Multi-tiered boss fights with elemental damage and increasingly savage AI all crumble quickly beneath your two-handed sword which you can buff with a percentage-scaling DMG skill, several strength upgrading passive skills, and several different elemental/status effect buffs. I was hitting for well over 2000 hit points for each swing against the final boss and had about 9 ‘regeneration charges’ plus up to two revives from my AI co-op partner, who also did massive damage and provided a shield that negated hits (which I could also cast). You’ll have to make the game harder on purpose to find any real challenge later on and the game realizes this, resorting to throwing up to ten enemies your way at once and they’ll generally keep chasing you unless you jump on a ladder or off a cliff. It starts to feel like the game realizes that the loop of the game becomes unsatisfying near the end, dragging on for the sake of letting you explore combat options, and ends somewhat abruptly without a satisfying epilogue. Great.

This was after beating the final boss and going back to get a few Blood Codes/Gifts.

Code Vein is yet a skeleton of a game that is literally no deeper than its ‘anime Souls-like’ tag. A host of illusions just barely hide its inadequacies, just as the costumes for female characters barely hide their grotesquely protruding honkers, and its design aims to cover up those flaws just enough to justify its entrance in the higher range of budget-priced titles. The same way you could compare God Eater 3 to Monster Hunter World, a soulless and drawn-out machining of a more detailed and characteristic original series, you could compare Code Vein to Dark Souls.

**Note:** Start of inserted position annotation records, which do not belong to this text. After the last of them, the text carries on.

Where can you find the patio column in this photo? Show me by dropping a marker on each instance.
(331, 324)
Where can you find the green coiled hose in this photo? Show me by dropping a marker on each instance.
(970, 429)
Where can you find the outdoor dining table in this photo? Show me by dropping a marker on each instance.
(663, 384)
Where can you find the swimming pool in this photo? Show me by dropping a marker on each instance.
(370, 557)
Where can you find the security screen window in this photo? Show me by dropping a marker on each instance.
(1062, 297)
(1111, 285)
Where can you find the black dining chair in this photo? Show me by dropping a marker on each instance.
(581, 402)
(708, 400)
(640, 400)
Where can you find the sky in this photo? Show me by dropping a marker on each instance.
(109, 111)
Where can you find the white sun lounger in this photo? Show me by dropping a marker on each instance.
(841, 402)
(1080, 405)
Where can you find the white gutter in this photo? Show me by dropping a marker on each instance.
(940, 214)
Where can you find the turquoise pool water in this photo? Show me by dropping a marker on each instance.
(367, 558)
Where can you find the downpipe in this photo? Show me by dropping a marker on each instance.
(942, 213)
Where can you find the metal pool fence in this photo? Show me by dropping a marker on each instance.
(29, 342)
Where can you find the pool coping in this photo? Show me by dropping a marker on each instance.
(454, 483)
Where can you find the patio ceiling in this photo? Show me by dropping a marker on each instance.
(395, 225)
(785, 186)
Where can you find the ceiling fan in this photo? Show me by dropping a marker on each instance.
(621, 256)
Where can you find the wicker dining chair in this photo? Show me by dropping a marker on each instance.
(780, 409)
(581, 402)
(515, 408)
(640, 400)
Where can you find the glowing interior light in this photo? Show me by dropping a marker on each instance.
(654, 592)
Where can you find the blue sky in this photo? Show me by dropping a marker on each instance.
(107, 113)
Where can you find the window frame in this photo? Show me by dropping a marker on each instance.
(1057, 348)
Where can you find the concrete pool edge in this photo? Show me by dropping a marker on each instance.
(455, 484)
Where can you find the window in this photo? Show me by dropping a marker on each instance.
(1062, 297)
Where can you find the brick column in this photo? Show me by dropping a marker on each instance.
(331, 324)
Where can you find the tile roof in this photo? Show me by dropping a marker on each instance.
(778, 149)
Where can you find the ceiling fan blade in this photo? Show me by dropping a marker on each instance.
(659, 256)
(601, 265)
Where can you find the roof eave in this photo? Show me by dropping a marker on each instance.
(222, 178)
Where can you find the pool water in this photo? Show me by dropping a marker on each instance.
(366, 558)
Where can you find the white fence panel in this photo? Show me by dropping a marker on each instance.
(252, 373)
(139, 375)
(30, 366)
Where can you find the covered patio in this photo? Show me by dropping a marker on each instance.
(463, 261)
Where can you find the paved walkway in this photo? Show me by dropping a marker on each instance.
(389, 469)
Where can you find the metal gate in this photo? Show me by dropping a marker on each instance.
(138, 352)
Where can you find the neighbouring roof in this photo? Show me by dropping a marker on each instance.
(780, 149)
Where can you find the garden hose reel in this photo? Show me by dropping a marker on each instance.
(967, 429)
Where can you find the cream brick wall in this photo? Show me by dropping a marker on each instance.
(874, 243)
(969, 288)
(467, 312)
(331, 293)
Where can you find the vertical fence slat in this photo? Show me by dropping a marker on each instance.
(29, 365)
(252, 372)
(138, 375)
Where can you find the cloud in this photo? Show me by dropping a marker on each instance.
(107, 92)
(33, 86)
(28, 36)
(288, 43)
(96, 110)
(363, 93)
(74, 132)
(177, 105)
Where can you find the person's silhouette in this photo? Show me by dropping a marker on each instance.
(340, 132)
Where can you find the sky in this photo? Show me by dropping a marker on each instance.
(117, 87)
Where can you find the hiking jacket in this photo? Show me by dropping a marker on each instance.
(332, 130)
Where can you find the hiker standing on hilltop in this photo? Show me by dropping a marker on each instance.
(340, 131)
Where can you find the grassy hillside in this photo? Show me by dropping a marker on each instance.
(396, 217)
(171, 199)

It is a niche product and despite all of the wildly inappropriate daggering I’ve been doing in its face, it is an average B-tier game that fulfills the “What if…” for folks who would include “…Vampire anime Dark Souls boobs?” I primarily play this type of game for the sense of exploration first and then mastery of the terrain/combat second, they’re always a lot more fun to actually play on New Game+ but there are a few design choices that inhibit a second playthrough for my own taste: When you’re down to about 30% health the music fades, the screen turns black and white with a bloody border as it thumbs to a slowing heartbeat. This had an intensifying effect the first one hundred times but across a 30-40 hour playthrough it becomes a massive annoyance. Secondly, there are ten enemy types in the whole game and nine of those are ‘turned’ cannibalistic humanoids (Lost) who generally express variety by using the same set of weapons you have access to. Not only are they repetitive to fight ad nauseam but they don’t fit into the environments in any meaningful way. These were big enough gripes for me to feel like a starving rat in a truly drab maze while I played Code Vein. I will not likely ever pick the game up again and I’d only recommend it on sale as the experience is fully worth about 19.99 USD.

code-vein-ps4_1

Title: Code Vein
Genre: Third Person Action RPG
Released: September 27, 2019 | Bandai Namco
Platform(s) Reviewed: Playstation 4 Pro [Blu-Ray | No DLC Included]
Score: 2.5/5.0 [Bland, insufferable, roughshod anime Souls-like. | Average recommendation.]